Because antimicrobial peptides (AMPs) often exhibit broad-spectrum bactericidal potency, we sought to develop peptide-based antimicrobials for potential clinical use against drug-resistant pathogens. To accomplish this goal, we first optimized the amino acid sequence of a broad-spectrum AMP known as Tilapia Piscidin 4 (TP4). Then, we used the optimized sequence to create a pair of heterochiral variants (TP4-α and TP4-ß) with different percentages of D-enantiomers, as poly-L peptides often exhibit poor pharmacokinetic profiles. The conformations of the peptide pair exhibited inverted chirality according to CD and NMR spectroscopic analyses. Both heterochiral peptides displayed enhanced stability and low hemolysis activities. Irrespective of their different d-enantiomer contents, both heterochiral peptides exhibited bactericidal activities in the presence of human serum or physiological enzymes. However, the peptide with higher d-amino acid content (TP4-ß) caused better bacterial clearance when tested in mice infected with NDM-1 K. pneumoniae.

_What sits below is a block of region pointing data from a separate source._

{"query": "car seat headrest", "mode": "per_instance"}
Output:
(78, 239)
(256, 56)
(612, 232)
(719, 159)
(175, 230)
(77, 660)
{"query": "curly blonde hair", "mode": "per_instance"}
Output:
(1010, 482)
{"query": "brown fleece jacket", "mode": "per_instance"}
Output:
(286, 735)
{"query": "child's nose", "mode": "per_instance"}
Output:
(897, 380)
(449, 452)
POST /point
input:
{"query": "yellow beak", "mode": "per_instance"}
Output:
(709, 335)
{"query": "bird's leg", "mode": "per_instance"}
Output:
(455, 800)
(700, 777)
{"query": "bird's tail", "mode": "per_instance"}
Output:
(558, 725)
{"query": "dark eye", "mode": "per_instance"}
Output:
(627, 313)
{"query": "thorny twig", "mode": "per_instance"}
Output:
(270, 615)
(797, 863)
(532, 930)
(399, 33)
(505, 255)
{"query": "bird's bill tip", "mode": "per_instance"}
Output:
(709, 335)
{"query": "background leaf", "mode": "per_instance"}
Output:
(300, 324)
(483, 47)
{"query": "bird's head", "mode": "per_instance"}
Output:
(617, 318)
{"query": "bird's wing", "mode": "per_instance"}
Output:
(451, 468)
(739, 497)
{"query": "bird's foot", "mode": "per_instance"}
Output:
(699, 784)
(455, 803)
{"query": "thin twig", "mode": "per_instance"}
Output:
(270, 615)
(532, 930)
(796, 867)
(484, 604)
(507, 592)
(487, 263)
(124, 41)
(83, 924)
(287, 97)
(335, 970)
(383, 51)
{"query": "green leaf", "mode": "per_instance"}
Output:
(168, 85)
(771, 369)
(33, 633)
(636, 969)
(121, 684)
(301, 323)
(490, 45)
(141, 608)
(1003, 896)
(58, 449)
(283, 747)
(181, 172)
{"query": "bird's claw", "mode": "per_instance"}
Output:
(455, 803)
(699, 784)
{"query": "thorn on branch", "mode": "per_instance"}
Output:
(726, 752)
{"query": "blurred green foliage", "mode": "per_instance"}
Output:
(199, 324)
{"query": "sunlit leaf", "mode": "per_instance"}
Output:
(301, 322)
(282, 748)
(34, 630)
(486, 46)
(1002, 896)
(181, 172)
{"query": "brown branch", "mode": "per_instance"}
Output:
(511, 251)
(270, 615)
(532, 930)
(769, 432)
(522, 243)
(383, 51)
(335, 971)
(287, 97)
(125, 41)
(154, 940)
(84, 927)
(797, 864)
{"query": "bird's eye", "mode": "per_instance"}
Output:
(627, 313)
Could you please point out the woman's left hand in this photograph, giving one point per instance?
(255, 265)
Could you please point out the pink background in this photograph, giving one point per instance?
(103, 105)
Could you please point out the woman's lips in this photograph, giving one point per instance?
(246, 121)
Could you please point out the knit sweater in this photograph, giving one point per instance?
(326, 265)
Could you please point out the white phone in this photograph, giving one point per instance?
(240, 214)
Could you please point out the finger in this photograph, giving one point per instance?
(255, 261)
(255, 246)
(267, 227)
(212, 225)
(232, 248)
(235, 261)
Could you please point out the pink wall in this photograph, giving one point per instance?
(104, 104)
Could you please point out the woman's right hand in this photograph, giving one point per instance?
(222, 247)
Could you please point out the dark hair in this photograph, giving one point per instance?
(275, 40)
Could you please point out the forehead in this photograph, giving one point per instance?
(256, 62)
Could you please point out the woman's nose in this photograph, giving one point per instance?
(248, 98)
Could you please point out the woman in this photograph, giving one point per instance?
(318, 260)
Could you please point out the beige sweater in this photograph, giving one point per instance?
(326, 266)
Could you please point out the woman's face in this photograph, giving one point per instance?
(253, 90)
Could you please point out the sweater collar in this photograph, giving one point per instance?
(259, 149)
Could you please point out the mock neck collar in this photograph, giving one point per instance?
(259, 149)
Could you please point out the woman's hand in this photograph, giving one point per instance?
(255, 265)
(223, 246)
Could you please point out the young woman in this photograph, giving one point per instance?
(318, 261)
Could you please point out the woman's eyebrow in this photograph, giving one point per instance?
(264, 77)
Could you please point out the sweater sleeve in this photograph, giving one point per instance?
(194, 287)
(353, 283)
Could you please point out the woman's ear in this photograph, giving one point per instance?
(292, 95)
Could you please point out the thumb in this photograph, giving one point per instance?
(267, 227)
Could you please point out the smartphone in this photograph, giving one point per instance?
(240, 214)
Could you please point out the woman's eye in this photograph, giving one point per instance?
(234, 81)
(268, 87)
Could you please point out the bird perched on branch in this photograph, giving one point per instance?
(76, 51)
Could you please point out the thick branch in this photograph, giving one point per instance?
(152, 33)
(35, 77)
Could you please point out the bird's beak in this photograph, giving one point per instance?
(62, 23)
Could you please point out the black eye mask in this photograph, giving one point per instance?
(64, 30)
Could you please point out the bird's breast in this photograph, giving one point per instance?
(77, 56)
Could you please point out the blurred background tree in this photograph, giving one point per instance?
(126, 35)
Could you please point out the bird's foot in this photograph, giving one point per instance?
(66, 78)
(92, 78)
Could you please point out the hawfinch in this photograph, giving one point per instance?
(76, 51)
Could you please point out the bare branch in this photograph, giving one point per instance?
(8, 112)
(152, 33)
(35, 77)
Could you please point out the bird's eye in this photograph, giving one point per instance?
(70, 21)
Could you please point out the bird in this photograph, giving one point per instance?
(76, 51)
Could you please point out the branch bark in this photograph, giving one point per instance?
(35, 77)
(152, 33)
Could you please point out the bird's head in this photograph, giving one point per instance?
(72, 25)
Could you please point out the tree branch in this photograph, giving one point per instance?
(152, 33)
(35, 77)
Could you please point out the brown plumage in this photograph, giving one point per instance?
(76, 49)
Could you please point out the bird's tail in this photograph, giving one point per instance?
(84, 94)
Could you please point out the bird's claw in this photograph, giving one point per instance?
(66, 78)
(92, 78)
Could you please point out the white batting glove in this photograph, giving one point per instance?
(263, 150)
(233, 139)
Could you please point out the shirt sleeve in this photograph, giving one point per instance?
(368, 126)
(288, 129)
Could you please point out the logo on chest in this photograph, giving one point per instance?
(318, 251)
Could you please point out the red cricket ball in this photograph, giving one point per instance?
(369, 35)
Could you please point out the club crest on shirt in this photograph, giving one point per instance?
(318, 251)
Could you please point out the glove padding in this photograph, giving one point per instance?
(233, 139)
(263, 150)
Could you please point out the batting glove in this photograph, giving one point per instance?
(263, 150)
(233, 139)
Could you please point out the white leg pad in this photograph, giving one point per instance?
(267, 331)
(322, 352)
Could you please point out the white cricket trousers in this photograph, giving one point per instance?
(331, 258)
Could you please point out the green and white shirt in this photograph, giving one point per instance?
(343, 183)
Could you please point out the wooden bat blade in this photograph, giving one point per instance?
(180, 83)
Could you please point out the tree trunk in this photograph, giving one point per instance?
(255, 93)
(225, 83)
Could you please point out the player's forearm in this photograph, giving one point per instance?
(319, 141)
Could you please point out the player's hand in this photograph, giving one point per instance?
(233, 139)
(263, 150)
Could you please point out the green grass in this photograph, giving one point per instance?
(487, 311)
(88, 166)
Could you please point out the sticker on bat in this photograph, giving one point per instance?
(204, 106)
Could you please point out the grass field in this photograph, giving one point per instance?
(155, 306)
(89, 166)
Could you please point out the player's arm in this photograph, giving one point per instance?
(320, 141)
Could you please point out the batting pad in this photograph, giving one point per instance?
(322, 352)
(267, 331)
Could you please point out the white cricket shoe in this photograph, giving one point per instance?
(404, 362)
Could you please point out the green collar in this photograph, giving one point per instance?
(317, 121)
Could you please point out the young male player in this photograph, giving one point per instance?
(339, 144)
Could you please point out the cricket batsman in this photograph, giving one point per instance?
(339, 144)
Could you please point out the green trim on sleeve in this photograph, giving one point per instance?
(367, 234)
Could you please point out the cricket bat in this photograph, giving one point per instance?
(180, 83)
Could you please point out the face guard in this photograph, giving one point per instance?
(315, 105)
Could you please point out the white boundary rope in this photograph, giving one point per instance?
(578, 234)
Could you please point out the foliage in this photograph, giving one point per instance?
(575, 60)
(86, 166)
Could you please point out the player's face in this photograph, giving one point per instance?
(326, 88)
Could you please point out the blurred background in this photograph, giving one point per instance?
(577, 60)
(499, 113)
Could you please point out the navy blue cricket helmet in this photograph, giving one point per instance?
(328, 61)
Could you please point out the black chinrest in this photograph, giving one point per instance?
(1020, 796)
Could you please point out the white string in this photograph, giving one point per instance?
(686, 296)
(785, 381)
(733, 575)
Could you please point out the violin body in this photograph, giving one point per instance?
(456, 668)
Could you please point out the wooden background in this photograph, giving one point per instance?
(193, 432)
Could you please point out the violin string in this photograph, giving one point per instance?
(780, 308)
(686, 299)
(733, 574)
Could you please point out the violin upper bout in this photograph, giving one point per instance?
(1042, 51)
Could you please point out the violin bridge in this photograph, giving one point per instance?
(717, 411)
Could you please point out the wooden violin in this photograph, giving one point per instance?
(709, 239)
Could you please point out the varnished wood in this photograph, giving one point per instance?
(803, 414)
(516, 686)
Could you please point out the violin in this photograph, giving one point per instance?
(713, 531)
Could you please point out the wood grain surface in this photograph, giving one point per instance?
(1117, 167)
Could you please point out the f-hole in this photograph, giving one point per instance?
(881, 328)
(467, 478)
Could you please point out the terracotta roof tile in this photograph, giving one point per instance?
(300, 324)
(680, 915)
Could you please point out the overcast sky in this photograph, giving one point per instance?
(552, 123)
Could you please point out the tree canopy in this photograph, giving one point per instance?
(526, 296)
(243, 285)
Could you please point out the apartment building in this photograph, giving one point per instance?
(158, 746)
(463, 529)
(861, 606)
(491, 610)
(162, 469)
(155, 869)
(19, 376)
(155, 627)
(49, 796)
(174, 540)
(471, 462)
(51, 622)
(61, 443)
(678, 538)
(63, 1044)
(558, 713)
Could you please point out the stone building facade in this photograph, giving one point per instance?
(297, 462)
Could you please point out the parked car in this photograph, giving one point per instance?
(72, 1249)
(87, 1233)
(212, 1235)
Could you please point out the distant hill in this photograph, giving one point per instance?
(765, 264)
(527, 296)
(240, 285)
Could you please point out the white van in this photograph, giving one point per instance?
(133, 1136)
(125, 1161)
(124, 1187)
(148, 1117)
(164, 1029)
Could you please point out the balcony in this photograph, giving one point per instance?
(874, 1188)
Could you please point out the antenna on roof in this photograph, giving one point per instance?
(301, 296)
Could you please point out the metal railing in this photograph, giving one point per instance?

In addition, we observed a relatively higher hydrogen bonding affinity in a simulation of the interaction between TP4-ß and a model bacterial membrane. In sum, our results demonstrate that the current design strategy may be applicable for development of new molecules with enhanced stability and in vivo antimicrobial activity.

Sequential rearrangement and stereochemical reorganization to design an antimicrobial peptide with enhanced stability.

Antimicrobial peptides (AMPs) are natural molecules that function within the innate immune system to counteract pathogenic invasion and minimize the detrimental consequences of infection. However, utilizing these molecules for medical applications has been challenging. In this study, we selected a model AMP with poor stability, Tilapia Piscidin 4 (TP4), and modified its sequence and chirality (TP4-γ) to improve its potential for clinical application. The strategy of chirality inversion was inspired by the cereulide peptide, which has a DDLL enantiomer pattern and exhibits exceptional stability. Sequential substitution of key residues and selective chirality inversion yielded a less toxic peptide with enhanced stability and notable antimicrobial activity. In addition to its superior stability profile and antimicrobial activity, TP4-γ treatment reduced the level of LPS-induced nitric oxide (NO) release in a macrophage cell line. This reduction in NO release may reflect anti-inflammatory properties, as NO is widely known to promote inflammatory processes. Hence, our heterochiral peptide construct shows a more suitable pharmacokinetic profile than its parental compound, and further studies are warranted to develop the molecule for potential clinical application.